Influences of the QBO can even be found at mid and high latitudes.
It is widely accepted that the phase descent of alternating tropical
easterlies and westerlies is driven by atmospheric waves of both
global scale (equatorial wave modes like Kelvin, equatorial Rossby,
Rossby-gravity, or inertia-gravity waves), as well as mesoscale gravity waves.
However, the relative distribution of the different types of waves
to the forcing of the QBO winds is highly uncertain.
This is the case because until recently there were no high resolution
long-term global measurements in the stratosphere.
In our study we estimate Kelvin wave momentum flux and
the contribution of zonal wind forcing by
Kelvin waves based on
space-time spectra determined from both
Sounding of the Atmosphere using Broadband Emission Radiometry (SABER)

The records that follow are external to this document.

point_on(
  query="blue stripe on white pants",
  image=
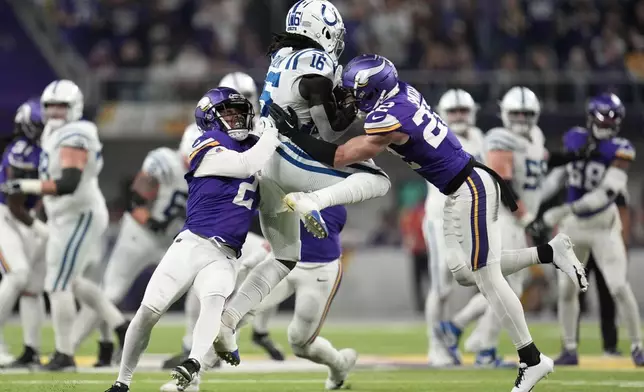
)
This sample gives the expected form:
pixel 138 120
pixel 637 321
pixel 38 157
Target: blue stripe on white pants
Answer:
pixel 478 220
pixel 88 222
pixel 67 248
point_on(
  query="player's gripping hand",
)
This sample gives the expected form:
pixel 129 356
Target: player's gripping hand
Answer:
pixel 286 123
pixel 11 187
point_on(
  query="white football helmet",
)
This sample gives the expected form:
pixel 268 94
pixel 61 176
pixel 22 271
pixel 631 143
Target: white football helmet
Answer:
pixel 245 85
pixel 191 134
pixel 320 21
pixel 520 110
pixel 63 92
pixel 458 109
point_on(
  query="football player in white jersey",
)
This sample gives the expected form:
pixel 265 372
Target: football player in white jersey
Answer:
pixel 591 217
pixel 458 109
pixel 303 74
pixel 516 151
pixel 76 212
pixel 154 218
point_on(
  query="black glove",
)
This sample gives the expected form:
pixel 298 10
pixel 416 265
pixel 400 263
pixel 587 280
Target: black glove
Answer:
pixel 536 229
pixel 286 123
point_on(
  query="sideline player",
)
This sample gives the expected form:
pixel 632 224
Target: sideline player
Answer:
pixel 303 74
pixel 400 120
pixel 23 237
pixel 458 109
pixel 591 218
pixel 76 214
pixel 157 213
pixel 314 281
pixel 222 198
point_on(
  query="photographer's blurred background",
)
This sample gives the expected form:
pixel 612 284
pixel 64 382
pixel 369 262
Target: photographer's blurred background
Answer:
pixel 143 64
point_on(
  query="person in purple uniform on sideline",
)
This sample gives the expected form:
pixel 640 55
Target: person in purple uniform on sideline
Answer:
pixel 23 237
pixel 399 119
pixel 222 199
pixel 591 217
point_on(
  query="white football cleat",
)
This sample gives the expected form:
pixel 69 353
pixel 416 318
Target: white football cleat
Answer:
pixel 565 260
pixel 529 376
pixel 309 213
pixel 338 376
pixel 173 386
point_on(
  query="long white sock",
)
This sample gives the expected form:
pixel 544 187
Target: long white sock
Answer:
pixel 86 320
pixel 320 351
pixel 137 338
pixel 107 334
pixel 63 313
pixel 567 311
pixel 256 287
pixel 207 326
pixel 32 314
pixel 353 189
pixel 504 302
pixel 88 292
pixel 476 306
pixel 9 292
pixel 192 313
pixel 260 323
pixel 629 312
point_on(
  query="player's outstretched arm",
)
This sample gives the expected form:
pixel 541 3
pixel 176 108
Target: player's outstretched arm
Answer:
pixel 220 161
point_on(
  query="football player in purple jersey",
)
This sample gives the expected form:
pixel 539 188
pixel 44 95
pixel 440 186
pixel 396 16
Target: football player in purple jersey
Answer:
pixel 222 199
pixel 399 120
pixel 591 217
pixel 23 237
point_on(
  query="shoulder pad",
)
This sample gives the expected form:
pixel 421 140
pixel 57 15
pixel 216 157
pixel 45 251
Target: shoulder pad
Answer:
pixel 624 149
pixel 501 139
pixel 311 62
pixel 380 122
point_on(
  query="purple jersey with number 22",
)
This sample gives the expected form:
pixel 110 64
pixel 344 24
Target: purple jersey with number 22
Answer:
pixel 432 150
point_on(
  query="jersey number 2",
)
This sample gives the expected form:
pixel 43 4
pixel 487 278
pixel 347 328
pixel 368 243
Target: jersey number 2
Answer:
pixel 240 198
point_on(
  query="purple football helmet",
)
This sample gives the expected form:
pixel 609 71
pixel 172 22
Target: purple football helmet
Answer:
pixel 371 78
pixel 605 114
pixel 225 109
pixel 28 121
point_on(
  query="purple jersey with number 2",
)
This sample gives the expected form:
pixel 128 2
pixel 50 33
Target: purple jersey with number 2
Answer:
pixel 432 150
pixel 584 176
pixel 220 207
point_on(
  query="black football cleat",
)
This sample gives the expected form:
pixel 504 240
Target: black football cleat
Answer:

temperature measurements as well as temperatures from
European Centre for Medium-Range Weather Forecasts (ECMWF)
operational analyses.
Peak values of total Kelvin wave zonal wind forcing found
are about 0.2 m/s/day.
There is good agreement between SABER and ECMWF results.
Altitude-time cross sections are shown and
the results are compared to the total wave forcing required to balance the
background atmosphere.
Sometimes Kelvin wave forcing is sufficient to explain almost the whole
total wave forcing required for the momentum balance
during the transition from QBO easterly to westerly winds.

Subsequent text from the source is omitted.